Stand Still, Naked Man

Last week I went to a figure drawing session for the first time in over a year. I'm definitely out of practice. I decided to take just copy paper and my little bag of pens and pencils. Most of these images were done in 2-5 minutes. I started out (above) with a ball point pen. After doing a couple of those I decided to do some in pencil. Unfortunately, I had nothing softer than an F lead, which led to some pretty light drawings (one of which is the next one).
Then I moved on to my Col-Erase pencils, but due to the limited time and the nature of the tool, I really wasn't able to build up much contrast.


The following images were from the last pose I stayed for.

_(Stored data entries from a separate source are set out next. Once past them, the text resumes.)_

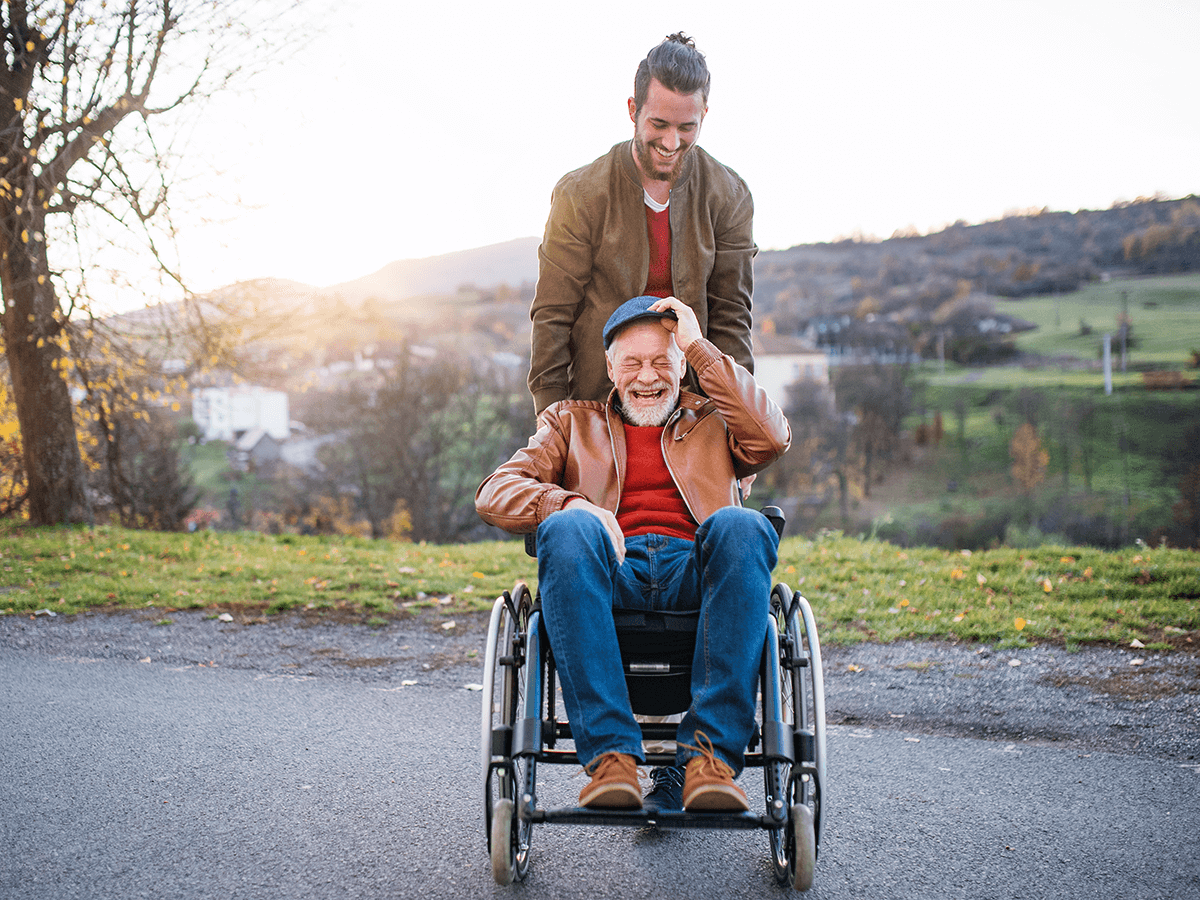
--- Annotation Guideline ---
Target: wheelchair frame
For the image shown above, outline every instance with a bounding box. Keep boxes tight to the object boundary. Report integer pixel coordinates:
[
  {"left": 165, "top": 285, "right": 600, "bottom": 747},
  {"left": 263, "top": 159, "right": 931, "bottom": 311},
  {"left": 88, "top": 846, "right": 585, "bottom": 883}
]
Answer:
[{"left": 479, "top": 507, "right": 827, "bottom": 890}]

The pencil drawing (which I used Photoshop to bump up the contrast considerably) was a failure in terms of capturing the "gesture" of the model.

In frustration, I turned to my cartooning abilities and turned out this quick drawing which I am much more happy with. The essence of cartooning is being able to distill an image into very simple graphic terms and still get at the truthiness of the subject. In many ways cartooning can be more representative and true than detailed observational, "realistic" drawing. I definitely think that was the case here.

I attended this session with my friend and fellow comic artist, Chris Samnee. He has posted a couple of his sketches from that evening here.
On a side note, I thought our model had a real Terrence Stamp, "Zod" quality about him.

Tuesday, March 06, 2007

O.G., Original Goonie


This may be my favorite commission to date. I like the drawing but it was the ink washes that made this so much fun to do. I've had a friend who has been encouraging me to experiment with washes but I've always been afraid that I'd ruin whatever work I applied them to. I thought a Goon piece would be the perfect venue for that as it keeps with the style of Eric Powell's work. I had never done washes before and I was really hestitant to do it on a piece someone had payed me for. I was sitting there staring at the finished black and white drawing and knowing that it was a finished piece that I could have no shame in mailing off. Yet...I felt that the work was begging for the ink washes. I sucked it up, prepared to redo the whole piece if I screwed up, and proceeded to splash my watery ink all over the work. It was so much fun to do and I think the final drawing turned out pretty good. What do you think?